The rate of miscarriage in Monte Maíz over 5 years (10%) was three times higher than that reported in a national analysis conducted in 2005 for the National Health Ministry and also higher than that found in a social health survey conducted in 2016 by the same team of researchers in a neighbourhood of Cordoba, according to the published paper.

The authors note that this increased prevalence is consistent with the findings of a previous study that detected a miscarriage rate of 19% in the farming village of Las Vertientes (Cordoba, 180 km from Monte Maiz).
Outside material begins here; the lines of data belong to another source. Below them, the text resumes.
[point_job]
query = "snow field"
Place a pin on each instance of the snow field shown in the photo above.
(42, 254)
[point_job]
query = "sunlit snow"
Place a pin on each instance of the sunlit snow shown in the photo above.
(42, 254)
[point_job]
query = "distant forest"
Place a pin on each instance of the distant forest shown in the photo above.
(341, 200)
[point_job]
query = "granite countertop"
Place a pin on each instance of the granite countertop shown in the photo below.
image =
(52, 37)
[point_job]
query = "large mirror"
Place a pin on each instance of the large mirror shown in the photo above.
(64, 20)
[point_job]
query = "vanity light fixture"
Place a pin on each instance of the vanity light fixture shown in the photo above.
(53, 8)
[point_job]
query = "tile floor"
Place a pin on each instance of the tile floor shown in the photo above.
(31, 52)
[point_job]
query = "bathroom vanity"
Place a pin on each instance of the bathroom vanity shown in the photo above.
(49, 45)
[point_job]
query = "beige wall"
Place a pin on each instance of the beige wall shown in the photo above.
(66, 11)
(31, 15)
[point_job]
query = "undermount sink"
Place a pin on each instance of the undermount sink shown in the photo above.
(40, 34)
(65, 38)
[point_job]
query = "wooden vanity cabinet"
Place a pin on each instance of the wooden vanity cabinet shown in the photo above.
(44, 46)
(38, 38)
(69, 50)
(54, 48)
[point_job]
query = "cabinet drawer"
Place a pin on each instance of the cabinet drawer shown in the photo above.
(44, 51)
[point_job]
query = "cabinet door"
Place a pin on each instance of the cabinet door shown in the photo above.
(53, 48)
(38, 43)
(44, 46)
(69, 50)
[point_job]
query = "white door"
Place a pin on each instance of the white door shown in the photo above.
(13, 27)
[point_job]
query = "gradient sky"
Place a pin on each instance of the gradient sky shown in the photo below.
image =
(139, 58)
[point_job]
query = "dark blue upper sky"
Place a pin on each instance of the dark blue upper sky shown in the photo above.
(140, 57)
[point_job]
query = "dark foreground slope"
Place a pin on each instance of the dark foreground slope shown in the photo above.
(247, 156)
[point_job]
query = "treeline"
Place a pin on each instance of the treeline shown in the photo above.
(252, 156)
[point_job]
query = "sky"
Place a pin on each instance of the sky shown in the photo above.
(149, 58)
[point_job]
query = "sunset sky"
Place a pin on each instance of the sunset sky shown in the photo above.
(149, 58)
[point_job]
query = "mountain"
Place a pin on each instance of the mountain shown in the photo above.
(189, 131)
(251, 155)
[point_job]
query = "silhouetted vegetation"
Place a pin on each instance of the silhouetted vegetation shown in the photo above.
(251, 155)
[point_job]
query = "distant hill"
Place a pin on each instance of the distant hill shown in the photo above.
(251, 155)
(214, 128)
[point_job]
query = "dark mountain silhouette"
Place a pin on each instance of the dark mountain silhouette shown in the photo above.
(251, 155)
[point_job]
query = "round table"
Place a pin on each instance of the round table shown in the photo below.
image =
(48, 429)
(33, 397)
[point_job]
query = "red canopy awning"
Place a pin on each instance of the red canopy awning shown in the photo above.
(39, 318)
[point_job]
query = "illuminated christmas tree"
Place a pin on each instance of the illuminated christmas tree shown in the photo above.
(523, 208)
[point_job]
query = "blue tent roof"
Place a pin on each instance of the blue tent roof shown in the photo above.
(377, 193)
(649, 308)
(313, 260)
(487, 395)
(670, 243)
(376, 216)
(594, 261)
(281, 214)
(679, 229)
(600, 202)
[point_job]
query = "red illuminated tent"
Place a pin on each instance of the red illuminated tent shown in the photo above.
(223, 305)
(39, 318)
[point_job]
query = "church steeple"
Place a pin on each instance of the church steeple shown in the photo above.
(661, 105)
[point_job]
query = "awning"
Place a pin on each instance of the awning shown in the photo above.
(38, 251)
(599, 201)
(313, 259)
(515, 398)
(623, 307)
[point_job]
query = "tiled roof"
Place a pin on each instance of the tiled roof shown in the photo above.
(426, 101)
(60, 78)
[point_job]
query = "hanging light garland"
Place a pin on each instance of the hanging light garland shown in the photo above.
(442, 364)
In addition, the Ontario Farm Family Health Study found a miscarriage rate of 18.7% in farm families, with a significant risk for preconception exposure to glyphosate.

In Monte Maiz, neither maternal age, smoking or poverty could explain the high rate of miscarriage.

Birth defects identified in the study include abnormalities of the nervous system, genitals, limbs, kidneys and urinary system, digestive system, heart abnormalities, and cleft lip.

The authors caution that the research, in common with all epidemiological studies, shows a correlation between glyphosate exposure and reproductive harm but does not prove a causative link. Causative links can only be shown by controlled animal studies.

The research appeared in the same month as a study based in Indiana, USA, which correlated glyphosate herbicide exposure with shortened pregnancy length.